Microsoft provides APIs and tools to lighten this additional identity management burden. Their Dirsync and ADFS technologies, respectively, facilitate synchronization of on-premises Active Directory accounts to the cloud, and single sign-on (SSO) from an on-premises AD to the cloud using identity federation technology. With federated SSO in place, an organization's users don't need to type a user name or password to access the Office 365 applications form within their corporate networks, and organizations con control access to Office 365 through their local AD deployments.

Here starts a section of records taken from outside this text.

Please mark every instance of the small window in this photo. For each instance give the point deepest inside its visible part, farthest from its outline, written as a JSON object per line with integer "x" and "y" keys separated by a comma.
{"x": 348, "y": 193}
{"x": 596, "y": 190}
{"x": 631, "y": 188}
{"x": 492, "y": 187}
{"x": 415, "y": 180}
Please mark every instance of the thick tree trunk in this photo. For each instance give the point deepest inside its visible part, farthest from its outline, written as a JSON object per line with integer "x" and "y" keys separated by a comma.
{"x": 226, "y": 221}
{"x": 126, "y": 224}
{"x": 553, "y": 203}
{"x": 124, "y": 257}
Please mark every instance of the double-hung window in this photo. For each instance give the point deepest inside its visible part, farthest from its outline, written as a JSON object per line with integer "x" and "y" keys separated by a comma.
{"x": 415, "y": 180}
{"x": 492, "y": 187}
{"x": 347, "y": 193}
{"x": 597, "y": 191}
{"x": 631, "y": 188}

To Microsoft's credit, they have listened to their customers who have wanted to leverage existing investments in federated SSO solutions (which often have more capability than ADFS) by creating the Works with Office 365 - Identity certification program. Quest One Identity Cloud Access Manager is a participant in the program, which tests interoperability between third-party solutions and Office 365, and creates communications channels for joint support troubleshooting and resolution.

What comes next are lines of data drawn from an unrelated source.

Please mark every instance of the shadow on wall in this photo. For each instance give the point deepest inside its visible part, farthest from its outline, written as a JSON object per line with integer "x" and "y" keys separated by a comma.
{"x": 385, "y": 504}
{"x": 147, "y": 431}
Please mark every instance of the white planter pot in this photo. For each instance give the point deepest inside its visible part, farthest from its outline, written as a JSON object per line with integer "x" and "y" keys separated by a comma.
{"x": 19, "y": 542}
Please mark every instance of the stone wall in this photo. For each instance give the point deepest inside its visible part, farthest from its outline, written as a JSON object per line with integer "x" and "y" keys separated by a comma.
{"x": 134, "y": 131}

During the certification process, I learned a lot about Office 365, and how Cloud Access Manager's Office 365 support compares to alternatives. Here is a short list of considerations to keep in mind when looking at Office 365 single sign-on solutions:
- Support for all application types
Office 365 can be accessed through a web browser (SharePoint Online, the Office web applications, Exchange Web Access); through desktop clients, such as Word/Excel, Outlook, Lync desktop clients; or through mobile clients, including native email clients on mobile devices, Microsoft native mobile apps. Each of the clients use a different method of accessing Office 365. Cloud Access Manager supports Office 365 access through all of these application types.

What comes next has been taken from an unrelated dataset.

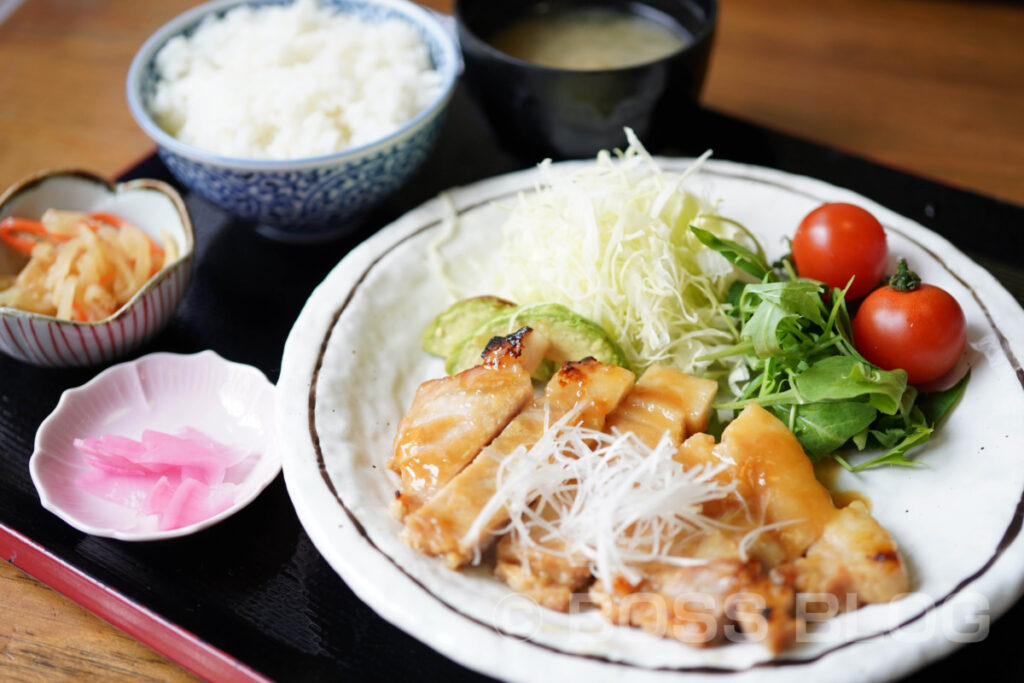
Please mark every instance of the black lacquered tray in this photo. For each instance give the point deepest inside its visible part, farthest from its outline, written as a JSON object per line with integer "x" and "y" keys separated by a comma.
{"x": 252, "y": 596}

- Integrated Windows Authentication (IWA) support
Federated SSO can make it so users never have to type a user name or password to access Office 365 using web or desktop clients (except for Outlook, which must cache credentials). But desktop client IWA support requires that the federation solution support a specific federation endpoint for scenarios where a user has an existing Kerberos session, as might be the case when logged into a corporate network. Cloud Access Manager supports this "windowstransport" endpoint.
- Remote access scenarios
When users are noton the corporate network (e.g. accessing email using a mobile device over WiFi), how do they access the federation server to get the security tokens which enable Office 365 access? A federation should be deployed so that it can be accessed from the internet through a DMZ-based proxy that protects the private keys being used to sign the security tokens. Cloud Access Manager comes with an embedded reverse proxy that enables secure access to the federation server, as well as internally-hosted applications, from anywhere.
- Multiple forest support
Lots of organizations have users in multiple forests. It can be difficult to use one Office 365 tenant to service customers in multiple forests using ADFS, since ADFS is built to connect only to the AD forest in which it is installed. Cloud Access Manager can be deployed in various configurations to support multiple-forest deployments, including those that share a single Cloud Access Manager instance and/or can enable IWA for users in all forests.
- Account provisioning
Microsoft does not operate an equivalent to the Works for Office 365 - Identitycertification program for third-party solutions that can execute the Office 365 directory synchronization functions Dirsync (and Microsoft Forefront Identity Manager, and more recently Azure Active Directory Sync). But the Azure AD Graph API makes possible programmatic creation of Office 365 identities - Cloud Access Manager does it! In some cases, we recommend using Microsoft technology and have made it easy to turn on/off the native provisioning logic.
Office 365 is just one of the growing number of application supporting identity federation technology to extend authentication form the enterprise to the cloud. If your organization is struggling with password management issues after employing SaaS applications, federation solutions like Cloud Access Manager can help address those issues.